BANON wrote:
If p and n are positive integers and p > n, what is the remainder when p^2 - n^2 is divided by 15 ?
(1) The remainder when p + n is divided by 5 is 1.
(2) The remainder when p - n is divided by 3 is 1.
\(p^n-n^2 = (p+n)(p-n)\)
Question stem, rephrased:
What is the remainder when (p+n)(p-n) is divided by 15?
Statement 1: The remainder when p + n is divided by 5 is 1In other words, p+n is 1 more than a multiple of 5:
p+n = 5a+1 =
6, 11, 16, 21, 26...Statement 2: The remainder when p - n is divided by 3 is 1In other words, p-n is 1 more than a multiple of 3:
p-n = 3a+1 =
1, 4, 7, 10, 13, 16...It seems unlikely that either statement on its own will be sufficient to determine the remainder when (p+n)(p-n) is divided by 15.
Test whether different remainders are possible when the statements are combined.

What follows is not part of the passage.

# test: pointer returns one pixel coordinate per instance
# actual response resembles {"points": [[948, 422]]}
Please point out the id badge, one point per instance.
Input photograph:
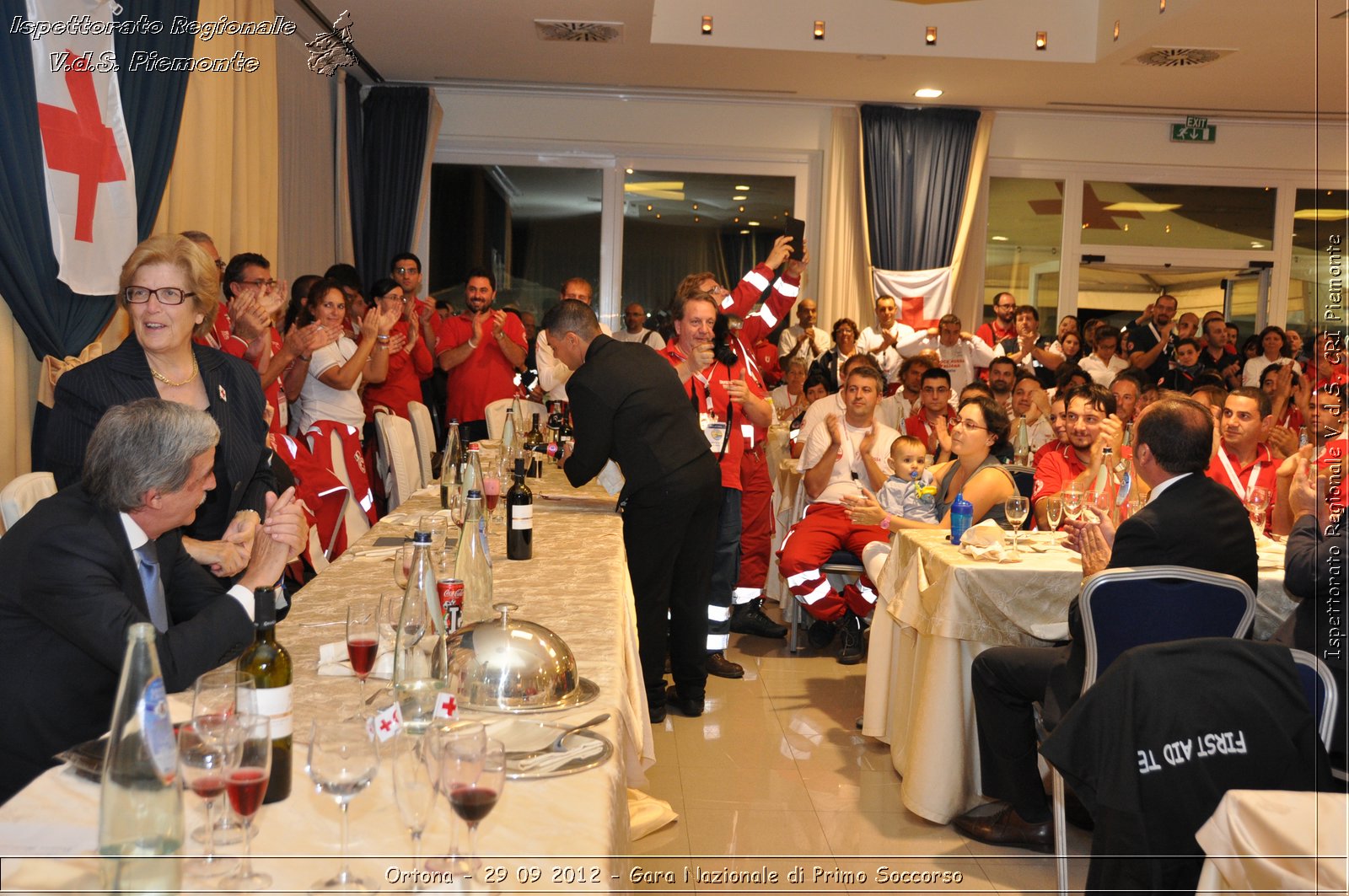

(p+n) + (p-n) = 2p = EVEN.
Implication of the equation above:
When the statements are combined, p will be a positive integer such that p>n if a value from the blue list in Statement 1 is combined with a smaller value from the red list in Statement 2 such that their sum is EVEN.
Case 1:
p+n = 6 and
p-n = 4, with the result that (p+n)(p-n) = 6*4 = 24
In this case, dividing (p+n)(p-n) by 15 yields a remainder of 9.
Case 2:
p+n = 11 and
p-n = 1, with the result that (p+n)(p-n) = 11*1 = 11
In this case, dividing (p+n)(p-n) by 15 yields a remainder of 11.
Since different remainders are possible, the two statements combined are INSUFFICIENT.